JFK: My Memories of His Assassination on this Day in 1963 (video)

JFK: My Memories of His Assassination on this Day in 1963 (video)

JFK: My Memories of His Assassination on this Day in 1963 (video)

It seems as if every generation born in the twentieth century was witness to a tragedy which marked it as its most significant occurrence.

For my parents it was December 7, 1941, the day the Japanese bombed Pearl Harbor. Later generations would perhaps mark the explosion of the space shuttle Challenger in 1986. Certainly the events of 9/11/2001 were the defining moments for millenials.

For those of us born in the beginning and middle of the 20-year Baby Boomer era it was the assassination of President John F. Kennedy on this day in 1963 in Dallas. Ask any of us, and we will be able to tell you where we were and what we were doing on that day.

I was eight years old, attending my tiny parochial school in my small Indiana hometown. It was lunchtime, when we always had lunch at our desks since we didn’t have a lunchroom. The principal herded all the students, from 1st through 8th grade, into the chapel/gym and announced these very words: “The President has been shot.”


I don’t remember the group’s reaction, although I remember a fellow classmate clutching his chest acting like he was shot a là the old TV westerns we watched in those days.

We then returned to our classroom, which had the only TV in the building. The older students joined us and lined the walls of our classroom, where we all watched as the death of the President was announced.

My parents experienced a unique circumstance at the time of the assassination. My father worked for Illinois Bell Telephone in the Gary, Indiana, office, and would call my mother each day at noon. At the time of the assassination they were conversing when my mother heard the radio announce the shooting.

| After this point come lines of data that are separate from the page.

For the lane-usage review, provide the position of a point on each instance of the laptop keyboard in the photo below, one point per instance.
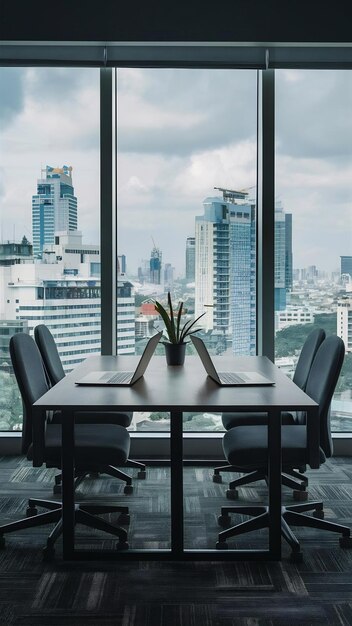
(120, 377)
(226, 377)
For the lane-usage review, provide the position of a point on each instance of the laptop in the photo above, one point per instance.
(227, 378)
(122, 377)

She said, “Harold, Kennedy’s been shot,” whereupon he told her he had to hang up. The relays used for telephone service back then — which created a constant cacophony during normal days — were instantly overloaded. Their system had shut down. My dad and other workers couldn’t sustain service.

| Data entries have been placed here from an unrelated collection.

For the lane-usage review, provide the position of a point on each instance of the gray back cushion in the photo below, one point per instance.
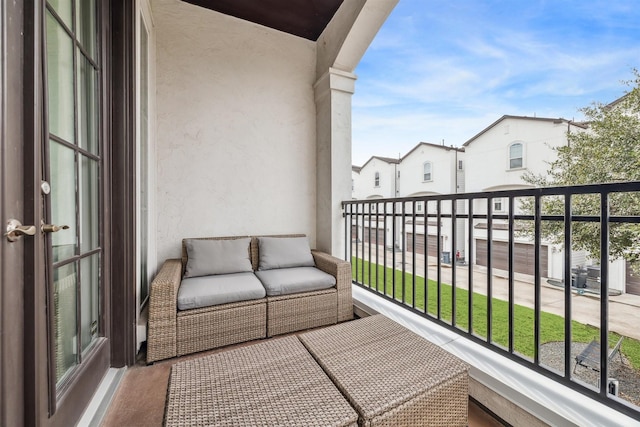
(284, 252)
(207, 257)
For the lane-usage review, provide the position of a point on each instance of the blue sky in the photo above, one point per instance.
(447, 69)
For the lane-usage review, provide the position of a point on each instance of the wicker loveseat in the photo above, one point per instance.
(176, 332)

I don’t recall much about the intervening days between that Friday and the day of the funeral, the following Monday. I do remember schools being closed on Monday, and I remember watching the funeral on the tiny black-and-white screen of our TV console. I will always remember the sound of the drum cadence, and especially the fractious prancing of Black Jack, the riderless horse who wore a saddle with boots symbolically reversed in the stirrups.

In later weeks I assembled a scrap book about the assassination that consisted of photos and articles from Life and Look weekly magazines, both now defunct. My parents purchased for me a copy of Four Dark Days in Historywhich I stuck inside the scrapbook. They’re all probably stowed somewhere in my parents’ home, although I have no idea where.

Fifty-two years later, most of the major figures of those days are now gone. Kennedy’s widow Jacqueline has passed on, along with their son John F. Kennedy, Jr. JFK’s brothers, Senators Ted and Robert Kennedy have also passed on, Robert having also been felled by an assassin’s bullet five years later. Only daughter Caroline Kennedy Schlossberg remains.

Such was the day in which a President was murdered, and a little girl in a parochial school was witness to a day which she and others of her era will remember for the remainder of their lives.

Written by

Kim is a pint-sized patriot who packs some big contradictions. She is a Baby Boomer who never became a hippie, an active Republican who first registered as a Democrat (okay, it was to help a sorority sister's father in his run for sheriff), and a devout Lutheran who practices yoga. Growing up in small-town Indiana, now living in the Kansas City metro, Kim is a conservative Midwestern gal whose heart is also in the Seattle area, where her eldest daughter, son-in-law, and grandson live. Kim is a working speech pathologist who left school system employment behind to subcontract to an agency, and has never looked back. She describes her conservatism as falling in the mold of Russell Kirk's Ten Conservative Principles. Don't know what they are? Google them!

1 Comment
  • ccchristie464 says:

    Kim, this recounting of that date, November 22, 1963, really rang true. I was 9 years old and attending a parochial school as well. We lived in the suburbs of Cleveland, Ohio. My older sister and I happened to be off school that day with bad colds, but my aunt called my mom and told her, and then everyone started calling everyone else. The biggest deal was that my best friend called me and said I missed a crazy day at school where the nuns and the teachers were all crying in front of the class. I, too, have the distinct recollection of the riderless horse with the reversed boots … my mother (now 101!) kept pointing that out to me, my sister, and my two younger brothers throughout the funeral procession. I think I remember that image of the horse more than John-John’s salute to his father. I also remember the picture of Caroline and her mother kneeling at the casket, and it looked like Caroline put her hand under the flag covering it. Thanks for these recollections. This year (2018) Thanksgiving Day fell on November 22. It just seemed odd. As you so rightly point out, for Boomers, that remains a very dark day in history.